For solid cylinders like our flywheel, the moment of inertia (\(I\)) can be mathematically expressed as \(I=\frac{1}{2} m r^2\), where \(m\) is the mass and \(r\) the radius. What's surprising here is the role of the radius—it's squared. This means that even a slight increase in \(r\) significantly increases the \(I\), hence requiring more force to change its rotational speed.

Mechanical Energy

The stalwart flywheel doesn't just sit there—it holds onto energy! Mechanical energy, in this context, is essentially kinetic energy due to the flywheel's rotation. You can visualize it as the energy that would be needed to stop the wheel or to get it spinning up from a standstill. Calculating this energy involves the moment of inertia and the angular speed (\(\omega\)) with the formula \(E_{k} = \frac{1}{2} I \omega^2\).

This mechanical energy is the flywheel's currency, storing and then 'spending' it to power equipment quickly, a trait particularly useful when avoiding blackouts caused by sudden, high power demand—like our plasma physics experiment. The faster the flywheel spins, or the greater its mass and size, the more energy it can store.

Angular Acceleration

What about the change of the flywheel's rotation over time, or how quickly it spins up? Here we meet angular acceleration (\(\alpha\)), a measure of the rate of change in angular velocity. This acceleration isn't constant when a real-world flywheel powers up, but for our scenario, we assume it to be steady for simplicity.

The formula \(\alpha = \frac{\Delta \omega}{\Delta t}\) helps us find the angular acceleration by dividing the change in angular velocity (\(\Delta \omega\)) by the time (\(\Delta t\)) taken for that change.
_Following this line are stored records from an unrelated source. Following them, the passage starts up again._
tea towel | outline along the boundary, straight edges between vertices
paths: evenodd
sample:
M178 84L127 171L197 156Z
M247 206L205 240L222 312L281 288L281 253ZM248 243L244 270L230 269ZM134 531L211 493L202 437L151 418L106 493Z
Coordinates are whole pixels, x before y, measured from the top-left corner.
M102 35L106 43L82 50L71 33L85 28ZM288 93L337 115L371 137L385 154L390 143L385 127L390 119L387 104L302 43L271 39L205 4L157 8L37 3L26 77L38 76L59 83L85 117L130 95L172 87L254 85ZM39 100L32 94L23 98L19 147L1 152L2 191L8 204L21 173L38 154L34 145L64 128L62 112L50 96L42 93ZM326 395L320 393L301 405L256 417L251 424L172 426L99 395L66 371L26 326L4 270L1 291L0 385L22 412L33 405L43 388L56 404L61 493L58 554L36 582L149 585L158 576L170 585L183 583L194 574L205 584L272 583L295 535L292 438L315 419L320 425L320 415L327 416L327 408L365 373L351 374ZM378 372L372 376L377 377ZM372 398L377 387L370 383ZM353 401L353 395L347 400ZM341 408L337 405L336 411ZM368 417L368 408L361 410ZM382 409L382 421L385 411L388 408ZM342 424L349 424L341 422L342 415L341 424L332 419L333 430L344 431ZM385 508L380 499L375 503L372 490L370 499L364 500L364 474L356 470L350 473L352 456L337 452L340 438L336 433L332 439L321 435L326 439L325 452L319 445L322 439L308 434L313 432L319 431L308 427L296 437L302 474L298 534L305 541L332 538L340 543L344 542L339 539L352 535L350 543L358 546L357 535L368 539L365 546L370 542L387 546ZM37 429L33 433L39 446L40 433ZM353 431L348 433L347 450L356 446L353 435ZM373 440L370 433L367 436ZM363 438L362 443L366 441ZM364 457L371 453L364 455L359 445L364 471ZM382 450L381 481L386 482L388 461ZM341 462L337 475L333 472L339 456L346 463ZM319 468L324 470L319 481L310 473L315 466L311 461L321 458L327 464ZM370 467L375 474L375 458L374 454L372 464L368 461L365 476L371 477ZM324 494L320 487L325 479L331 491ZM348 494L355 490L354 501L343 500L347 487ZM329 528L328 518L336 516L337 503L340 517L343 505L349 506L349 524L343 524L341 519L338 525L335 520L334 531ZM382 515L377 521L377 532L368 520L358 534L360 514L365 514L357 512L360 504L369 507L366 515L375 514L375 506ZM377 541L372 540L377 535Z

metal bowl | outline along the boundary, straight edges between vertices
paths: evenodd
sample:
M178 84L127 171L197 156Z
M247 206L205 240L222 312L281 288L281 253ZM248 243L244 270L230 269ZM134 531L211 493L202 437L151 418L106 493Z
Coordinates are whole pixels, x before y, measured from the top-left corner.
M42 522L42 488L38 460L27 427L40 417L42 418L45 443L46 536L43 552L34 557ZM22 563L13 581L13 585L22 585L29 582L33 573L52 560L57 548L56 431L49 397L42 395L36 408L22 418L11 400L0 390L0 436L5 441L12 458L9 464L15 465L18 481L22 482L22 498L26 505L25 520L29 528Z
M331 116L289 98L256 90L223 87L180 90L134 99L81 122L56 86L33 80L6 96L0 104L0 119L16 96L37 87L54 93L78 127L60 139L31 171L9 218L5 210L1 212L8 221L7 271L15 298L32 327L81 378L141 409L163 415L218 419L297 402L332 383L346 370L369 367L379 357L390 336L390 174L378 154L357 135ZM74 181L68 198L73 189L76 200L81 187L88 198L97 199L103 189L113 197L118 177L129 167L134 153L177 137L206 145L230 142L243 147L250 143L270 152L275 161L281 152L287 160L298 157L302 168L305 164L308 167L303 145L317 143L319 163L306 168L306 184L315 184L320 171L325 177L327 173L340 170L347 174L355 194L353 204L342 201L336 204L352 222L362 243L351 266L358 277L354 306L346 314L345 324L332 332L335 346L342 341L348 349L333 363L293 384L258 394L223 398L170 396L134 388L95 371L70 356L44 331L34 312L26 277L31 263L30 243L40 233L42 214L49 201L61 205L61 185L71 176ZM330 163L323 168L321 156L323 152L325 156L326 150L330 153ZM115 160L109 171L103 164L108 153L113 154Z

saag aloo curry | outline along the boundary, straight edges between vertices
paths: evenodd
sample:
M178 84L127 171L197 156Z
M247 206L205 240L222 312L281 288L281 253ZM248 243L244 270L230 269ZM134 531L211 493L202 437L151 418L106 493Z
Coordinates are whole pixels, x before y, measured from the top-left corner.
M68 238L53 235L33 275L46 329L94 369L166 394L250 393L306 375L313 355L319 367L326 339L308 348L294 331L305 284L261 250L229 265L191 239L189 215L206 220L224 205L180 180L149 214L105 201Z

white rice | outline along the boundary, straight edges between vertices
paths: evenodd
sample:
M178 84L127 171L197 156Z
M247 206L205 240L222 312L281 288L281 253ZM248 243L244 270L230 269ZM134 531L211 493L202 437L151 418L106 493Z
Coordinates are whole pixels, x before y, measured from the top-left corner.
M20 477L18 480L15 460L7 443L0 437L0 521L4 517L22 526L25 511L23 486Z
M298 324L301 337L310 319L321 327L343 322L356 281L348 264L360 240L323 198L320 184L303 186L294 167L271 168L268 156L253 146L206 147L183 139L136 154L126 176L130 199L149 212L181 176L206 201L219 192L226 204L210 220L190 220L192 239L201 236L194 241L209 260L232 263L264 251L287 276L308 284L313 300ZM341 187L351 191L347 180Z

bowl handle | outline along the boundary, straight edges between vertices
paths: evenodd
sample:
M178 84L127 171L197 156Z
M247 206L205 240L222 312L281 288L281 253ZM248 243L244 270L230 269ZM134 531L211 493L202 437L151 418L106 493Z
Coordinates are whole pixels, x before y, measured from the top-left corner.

Significant angular acceleration means the flywheel can reach its required speed swiftly, critical for rapid energy deployment.

Torque

Now, to get our flywheel up to speed—literally—we'll need to apply a force. This force working at a distance from the rotation axis is called torque (\(\tau\)). It's the rotational equivalent of a linear force. Think of it as the twist you apply when opening a jar; you're exerting torque.

The connection between torque, moment of inertia, and angular acceleration is pivotal (pun intended). The torque formula \(\tau = I\alpha\) binds them together, demonstrating that the greater the moment of inertia or the faster the angular acceleration required, the larger the torque needed. In mechanical systems like the flywheel, torque is what gets things moving and is vital for controlling the speed of rotation.